One of my managers has been commending this book to me for the two years we’ve worked together so I thought it might be time to give it a shot. The basic premise is that a man is taking a cross-country road trip with his adolescent son and a married couple that he is friends with. Along the way, he philosophizes about life, often through analogies about motorcycles as he rides one and argues with his friend about its upkeep, seeing attitudes about self- versus external hired maintenance as parallels to personal mindsets.

This is a looooong trip in someone else’s brain. Think of the most painfully boring and meandering car ride you’ve taken, say on your way to a dreaded family occasion, when you have a pounding headache and need to pee but are trapped in traffic – this book is arguably more difficult. Hands down one of the hardest things I’ve had to plow through, maybe in my entire life.

It’s not that the philosophy doesn’t make some intelligent points. Pirsig discusses the disconnect between artistry and technology in relevant and meaningful ways for today’s societal experience. And I can see how Quality is a key concern for both that may bind them together from their current positions at opposite ends of the spectrum. But the conceit of an unreliable, questionably insane narrator almost drove me nuts myself, even before I realized that it’s semi-autobiographical and Pirsig wrote it after enduring electroshock therapy and being released from an asylum himself.

Um what?! Now I’m definitely toeing the line between genius (not to go that far) and insanity and it only proves my point that philosophy is the reserve of raving lunatics and rambling self-aggrandizers (I may be somewhat biased here based on Saturdays of my unfortunate youth wasted in philosophy classes and the jerks I knew who were philosophy majors in college).

There were a few quotes I liked (apologies for lack of page number citations but I forgot to bookmark them as I read):

“Is it hard?’
‘Not if you have the right attitudes.

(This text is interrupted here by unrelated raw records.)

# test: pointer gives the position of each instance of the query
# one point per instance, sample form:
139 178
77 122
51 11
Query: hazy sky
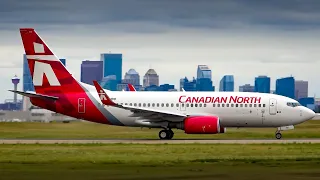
245 38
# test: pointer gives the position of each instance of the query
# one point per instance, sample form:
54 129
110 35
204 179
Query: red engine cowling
203 125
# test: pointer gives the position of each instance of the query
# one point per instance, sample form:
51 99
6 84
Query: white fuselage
235 109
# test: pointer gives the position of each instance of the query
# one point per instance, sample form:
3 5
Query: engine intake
201 125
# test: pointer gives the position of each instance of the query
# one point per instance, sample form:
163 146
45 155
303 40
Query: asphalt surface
155 141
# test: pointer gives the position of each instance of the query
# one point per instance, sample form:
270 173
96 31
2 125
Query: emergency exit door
273 106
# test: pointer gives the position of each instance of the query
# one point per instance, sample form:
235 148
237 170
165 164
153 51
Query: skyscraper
246 88
285 87
204 82
262 84
203 72
109 82
150 78
132 77
188 85
301 89
227 83
91 70
112 65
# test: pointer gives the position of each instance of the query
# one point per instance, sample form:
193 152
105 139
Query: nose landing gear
166 134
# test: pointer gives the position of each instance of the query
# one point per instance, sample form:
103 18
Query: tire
278 135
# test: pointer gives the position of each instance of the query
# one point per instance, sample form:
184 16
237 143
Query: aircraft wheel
171 134
278 135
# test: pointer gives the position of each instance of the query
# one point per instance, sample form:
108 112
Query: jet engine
201 125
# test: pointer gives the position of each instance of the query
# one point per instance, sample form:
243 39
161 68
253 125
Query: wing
143 113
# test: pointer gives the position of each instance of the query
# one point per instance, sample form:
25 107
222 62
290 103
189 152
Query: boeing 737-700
194 112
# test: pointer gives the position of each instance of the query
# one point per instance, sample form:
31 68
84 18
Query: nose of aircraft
308 113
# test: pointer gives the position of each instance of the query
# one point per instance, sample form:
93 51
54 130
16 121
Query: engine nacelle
202 125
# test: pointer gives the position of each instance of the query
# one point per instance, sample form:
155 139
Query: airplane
193 112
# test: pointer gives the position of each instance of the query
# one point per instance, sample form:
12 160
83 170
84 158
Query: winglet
105 99
131 87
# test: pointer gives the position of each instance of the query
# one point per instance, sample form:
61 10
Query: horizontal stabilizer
35 95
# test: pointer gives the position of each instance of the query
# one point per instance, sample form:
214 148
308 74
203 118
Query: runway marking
149 141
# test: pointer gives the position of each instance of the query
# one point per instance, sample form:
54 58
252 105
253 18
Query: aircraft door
273 106
81 105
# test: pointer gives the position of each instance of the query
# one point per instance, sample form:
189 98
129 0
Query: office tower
150 78
189 85
132 77
246 88
262 84
203 72
301 89
285 87
112 65
227 83
91 70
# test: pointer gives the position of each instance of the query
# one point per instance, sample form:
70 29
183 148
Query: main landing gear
166 134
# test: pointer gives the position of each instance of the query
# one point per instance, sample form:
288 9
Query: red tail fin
48 74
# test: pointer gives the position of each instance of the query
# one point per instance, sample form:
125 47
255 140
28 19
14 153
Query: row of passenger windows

Its having the right attitudes thats hard.”

“The place to improve the world is first in one’s own heart and head and hands, and then work outward from there.”

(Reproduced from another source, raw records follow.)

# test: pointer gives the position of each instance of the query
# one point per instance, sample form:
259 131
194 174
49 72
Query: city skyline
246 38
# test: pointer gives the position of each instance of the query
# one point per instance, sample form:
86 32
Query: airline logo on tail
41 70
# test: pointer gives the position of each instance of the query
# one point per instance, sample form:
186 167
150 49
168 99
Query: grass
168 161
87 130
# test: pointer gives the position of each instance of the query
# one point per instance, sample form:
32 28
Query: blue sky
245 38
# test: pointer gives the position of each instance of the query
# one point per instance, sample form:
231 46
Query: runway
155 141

“We’re in such a hurry most of the time we never get much chance to talk. The result is a kind of endless day-to-day shallowness, a monotony that leaves a person wondering years later where all the time went and sorry that it’s all gone. ”

Nevertheless, in spite of these grains among the chaff, I barely got through this one. I freely admit to skimming parts just to finish this century. Those readers who enjoy philosophical discussions or spiritual examinations may enjoy this, but it was even less for me than I anticipated.